Fundamentals of automated content analysis for social scientists

Friday, April 12, 2019 12:00 am - 12:00 am EDT (GMT -04:00)

This one-day workshop offers a practical introduction to fundamentals and recent developments in automated content analysis. The workshop is designed with social scientists in mind, but participants from other fields (including digital humanities) are also welcome. We assume that participants have little to no prior experience with methods for automated content analysis. 

The workshop will begin with a brief introduction to Python, followed by an overview of methods for cleaning and preparing natural language data for analysis. It then covers two related methods for turning text data into matrices that can be used for both supervised and unsupervised machine learning. Following a comparison of these two types of analysis, we will work through an example of using supervised machine learning to scale up traditional approaches to content analysis by training a model to classify documents into known categories using a subset of data that we have hand-coded. Next, we will work through examples of unsupervised machine learning, including a comparison of three different approaches to identifying and interpreting latent topics in a collection of documents. Finally, we will discuss approaches to combining supervised and unsupervised approaches.  

Each session will include a brief lecture and hands-on computing time where you will have the opportunity to analyze your own data. If you do not have your own data ready to go, you are free to use one of our datasets. 

Morning Sessions 

  1. A brief introduction to Python and Jupyter Notebooks 
  2. Processing natural language data with spaCy 
  3. Two methods for quantifying text with sklearn 
  4. A high-level comparison of supervised vs. unsupervised machine learning
  5. Scaling up traditional content analysis. Supervised machine learning methods for classifying documents into known categories 

Afternoon Sessions 

  1. Unsupervised machine learning methods for identifying latent topics 
    1. Clustering documents based on the similarity of their content 
    2. Analyzing word co-occurrence networks 
    3. Topic models 
  2. Why, when, and how to combine supervised and unsupervised machine learning

Software and Assumed Background


This workshop makes extensive use of the programming language python, including the packages spaCy and sklearn. Although having some knowledge of Python is an asset, it is not required. I will provide all participants with fully executable code for all topics covered in the workshop. Participants will be encouraged to modify the code to suit their specific interests, but this requires minimal programming knowledge and is not required. If you want to learn a bit of Python before the workshop, we highly recommend selecting something from DataCamp.

Participants will be provided with detailed instructions of what software to install and how to install it a couple of weeks before the start of the workshop.

Register for the Workshop 

To register for the workshop, please complete this short form.
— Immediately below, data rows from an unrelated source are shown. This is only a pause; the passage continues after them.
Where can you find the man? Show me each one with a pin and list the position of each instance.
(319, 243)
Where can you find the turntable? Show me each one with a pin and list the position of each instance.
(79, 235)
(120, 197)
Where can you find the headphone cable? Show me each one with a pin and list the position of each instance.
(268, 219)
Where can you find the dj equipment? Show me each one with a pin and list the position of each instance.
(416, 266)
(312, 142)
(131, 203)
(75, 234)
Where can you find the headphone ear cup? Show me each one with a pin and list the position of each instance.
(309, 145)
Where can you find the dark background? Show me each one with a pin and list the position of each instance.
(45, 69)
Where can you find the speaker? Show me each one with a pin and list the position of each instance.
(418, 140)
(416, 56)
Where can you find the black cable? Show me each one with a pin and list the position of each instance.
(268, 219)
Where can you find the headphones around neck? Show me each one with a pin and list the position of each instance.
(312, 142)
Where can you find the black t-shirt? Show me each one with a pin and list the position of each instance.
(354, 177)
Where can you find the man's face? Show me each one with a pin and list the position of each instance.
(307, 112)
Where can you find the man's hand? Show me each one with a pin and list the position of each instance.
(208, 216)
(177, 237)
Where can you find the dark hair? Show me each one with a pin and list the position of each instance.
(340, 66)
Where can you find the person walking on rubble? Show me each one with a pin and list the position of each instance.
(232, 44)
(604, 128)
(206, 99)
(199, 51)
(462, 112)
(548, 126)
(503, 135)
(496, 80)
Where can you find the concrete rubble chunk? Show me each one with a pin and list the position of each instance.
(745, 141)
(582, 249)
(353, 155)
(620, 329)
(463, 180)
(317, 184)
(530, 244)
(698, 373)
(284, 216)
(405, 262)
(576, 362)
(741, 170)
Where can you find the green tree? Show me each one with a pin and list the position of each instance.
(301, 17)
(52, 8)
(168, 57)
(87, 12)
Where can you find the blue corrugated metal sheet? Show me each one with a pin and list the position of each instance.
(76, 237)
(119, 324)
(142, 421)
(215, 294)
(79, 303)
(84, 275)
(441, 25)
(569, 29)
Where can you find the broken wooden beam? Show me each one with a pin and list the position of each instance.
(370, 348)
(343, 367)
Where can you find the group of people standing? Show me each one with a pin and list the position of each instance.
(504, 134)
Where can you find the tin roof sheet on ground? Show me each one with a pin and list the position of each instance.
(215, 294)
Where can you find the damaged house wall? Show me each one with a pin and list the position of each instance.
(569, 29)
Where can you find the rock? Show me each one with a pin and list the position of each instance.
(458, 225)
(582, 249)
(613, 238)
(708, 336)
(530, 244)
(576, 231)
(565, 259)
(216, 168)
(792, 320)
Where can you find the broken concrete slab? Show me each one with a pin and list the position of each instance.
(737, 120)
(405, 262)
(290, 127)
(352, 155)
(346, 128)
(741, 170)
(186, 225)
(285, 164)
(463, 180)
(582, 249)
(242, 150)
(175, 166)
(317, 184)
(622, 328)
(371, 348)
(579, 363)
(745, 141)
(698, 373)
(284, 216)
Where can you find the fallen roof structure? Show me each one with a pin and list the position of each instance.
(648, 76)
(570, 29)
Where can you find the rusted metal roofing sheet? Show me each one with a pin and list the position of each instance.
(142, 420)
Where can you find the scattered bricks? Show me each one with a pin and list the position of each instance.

Please note that if you register for more than one workshop, you will need to process each registration separately. 

Space is limited, so we encourage you to register as soon as possible. 

Instructor & Workshop Organizer

John McLevey

John McLevey is an Assistant Professor in the Department of Knowledge Integration (Faculty of Environment) at the University of Waterloo. He is the Principal Investigator of a computational social science and social networks research lab called NETLAB, which is funded by grants from the Social Sciences and Humanities Research Council of Canada and an Early Researcher Award from the Ontario Ministry of Research and Innovation. 

John primarily works in the areas of computational social science and social network analysis, with substantive interests in environmental social science, the sociology of science, social movements, and cognitive social science. As a computational social scientist, his most general research goal is to advance our knowledge of how social networks and institutions affect collective cognition and behaviour, including the formation and diffusion of knowledge, beliefs, biases, and behaviours. He is currently involved in a number of research projects in service of that larger goal, including work on the effects of cognitive diversity and homophily in scientific networks, environmental governance conflicts in coastal regions, mobilization into environmental activism, and the diffusion of educational innovations. He is currently writing a book on computational social science for Sage's research methods series. He designed and developed the metaknowledge package with his former student Reid McIlroy-Young.

Partners

This workshop is held in partnership with the Department of Knowledge Integration, the Faculty of Environment at the University of Waterloo, and NETLAB

Waterloo KI logo

Food and Accomodations 

Coffee, tea, and snacks will be provided during the workshop. There are a variety of options for lunch and dinner on campus or within a short walk from campus. 

We will follow up with travelling participants about options for local accomodations.